Dans mon coin, aller au boulot, ça s'appelle "embaucher". Et en sortir le soir, "débaucher". Ça peut prêter à confusion dans d'autres contrées, alors je préfère préciser.
Quoi de mieux que d'embaucher à pieds? Au petit matin, se laisser porter par ses pas qui tapent le trottoir froid, ou mouillé, ou givré, et/ou crotté. (Les talons claquent; les baskets tapent). Démêler les fils de ses écouteurs, et marcher en rythme parmi quelques rues connues par cœur. Caresse le chat. Tiens, les pommes sont bientôt mûres. Trébuche.
On peut aussi prendre le vélo. Ah, c'est l'étape au-dessus. Les distances en ville fondent, sur un vélo. On ne gratte pas sa selle au petit matin. Et en campagne, l'été, c'est le bonheur assuré. Il fut un temps où je faisais 12km le long de la rivière pour aller au bureau aux beaux jours. J'arrivais en même temps que le bus, d'où descendaient les habitués éberlués en me reconnaissant – joues roses et glacées, chandelles sous le nez.
Eh oui, le bus, j'ai pas mal donné aussi. (Je vous passe le car scolaire, ça remonte un peu trop). C'est déjà plus tant le bonheur. Les jours avec, on papote ou on sieste, et les jours sans on fulmine ou on fait du stop.
Étant étudiante, j'ai donné dans le train régional aussi. Ça aurait pu être bien si je n'habitais pas aussi loin de la gare.
Je pensais donc avoir fait le tour, être experte en transports, maîtriser le sujet. Erreur. Il manquait quand même le principal à mon tableau de chasse (à en croire les bouchons sur la rocade), bien sûr j'ai nommé: L'AUTOMOBILE!!!
Applaudissements. Vous pouvez vous rasseoir.
Dans un but donc purement expérimental, vous vous en doutez bien et sans aucune autre raison personnelle, j'ai déménagé à 35 kilomètres de mon lieu de travail. Comme ça, juste pour voir. Après avoir bien vérifié qu'il n'était aucunement possible de rallier les deux points en transports collectifs en moins d'une demi-journée minimum. J'ai ensuite cherché du travail à proximité de ma nouvelle maison, afin de m'assurer qu'il n'y en avait pas et que je devais bien me taper la route tous les jours. J'ai enfin téléphoné à mon banquier en lui demandant de me mettre à découvert, afin de ne pas être tentée de me la couler douce sur les 80% de SMIC de mon conjoint.

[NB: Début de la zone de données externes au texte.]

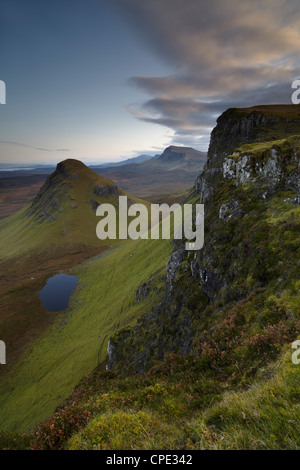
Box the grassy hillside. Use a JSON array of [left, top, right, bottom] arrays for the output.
[[61, 346, 299, 450], [0, 159, 174, 432], [1, 338, 298, 450], [0, 159, 153, 370], [0, 234, 172, 432], [0, 159, 147, 261]]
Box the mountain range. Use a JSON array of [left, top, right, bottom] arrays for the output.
[[90, 153, 158, 167], [0, 146, 207, 219]]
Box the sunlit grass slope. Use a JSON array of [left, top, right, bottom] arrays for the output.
[[0, 233, 172, 432]]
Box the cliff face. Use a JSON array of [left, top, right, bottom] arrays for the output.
[[223, 137, 300, 201], [106, 105, 300, 376], [195, 104, 300, 201]]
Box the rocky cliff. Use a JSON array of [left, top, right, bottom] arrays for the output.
[[106, 105, 300, 376], [195, 104, 300, 201]]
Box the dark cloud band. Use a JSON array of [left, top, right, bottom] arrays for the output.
[[114, 0, 300, 149]]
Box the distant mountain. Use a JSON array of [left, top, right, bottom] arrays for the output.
[[91, 154, 157, 169], [93, 145, 207, 197], [0, 166, 56, 178], [145, 145, 207, 170], [0, 154, 156, 177]]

Ceci étant, je suis donc entrée dans ma petite auto, la bouche en cœur à 7h30, non sans avoir déposé à la crèche notre fille qui, heureusement, ne demande que ça.

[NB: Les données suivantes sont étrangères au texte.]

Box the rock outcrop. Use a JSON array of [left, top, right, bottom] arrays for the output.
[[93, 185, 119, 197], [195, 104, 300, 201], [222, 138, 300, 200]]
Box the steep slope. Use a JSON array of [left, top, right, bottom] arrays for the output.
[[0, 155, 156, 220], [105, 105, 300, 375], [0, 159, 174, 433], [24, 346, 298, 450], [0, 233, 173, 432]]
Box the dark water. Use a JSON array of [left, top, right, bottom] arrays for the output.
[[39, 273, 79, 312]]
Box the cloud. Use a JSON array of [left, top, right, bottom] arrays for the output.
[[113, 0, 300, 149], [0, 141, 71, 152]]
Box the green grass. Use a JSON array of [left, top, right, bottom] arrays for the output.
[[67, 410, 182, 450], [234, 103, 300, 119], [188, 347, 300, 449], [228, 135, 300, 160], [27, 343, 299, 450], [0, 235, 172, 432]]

Aïe aïe aïe. Quelle ne fut pas ma déconfiture. Quelque part, c'est marrant, je m'en doutais. J'ai mis une heure. Entre les feux et les ralentissements, perdue dans le flux de phares, des larmes me piquaient le nez. C'est comme quand le train qu'on attend ne vient pas, sauf qu'on ne peut pas parler avec son voisin; sauf que le voisin n'est plus compagnon de galère mais obstacle à doubler.

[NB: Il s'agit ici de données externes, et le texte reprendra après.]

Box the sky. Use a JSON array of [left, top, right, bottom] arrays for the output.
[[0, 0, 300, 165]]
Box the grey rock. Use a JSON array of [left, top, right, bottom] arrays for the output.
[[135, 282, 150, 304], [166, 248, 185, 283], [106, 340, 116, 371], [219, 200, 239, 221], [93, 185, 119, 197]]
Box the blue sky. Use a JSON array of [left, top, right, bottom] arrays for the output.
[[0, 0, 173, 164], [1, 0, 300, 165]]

Triste j'étais. A force, on rencontre pas mal de gens dans la même situation, les tuyaux s'échangent – tu passes par là, ça rallonge un peu mais ça évite tel bouchon – on essaye même de faire la route ensemble, ça peut alléger le poids de ces deux heures perdues tous les jours. Mais sans faire vraiment passer la pilule...
Heureusement que j'ai testé pour vous! Comme ça vous pouvez vous passer de tenter par vous-même. Ah, quel dévouement, de rien, de rien.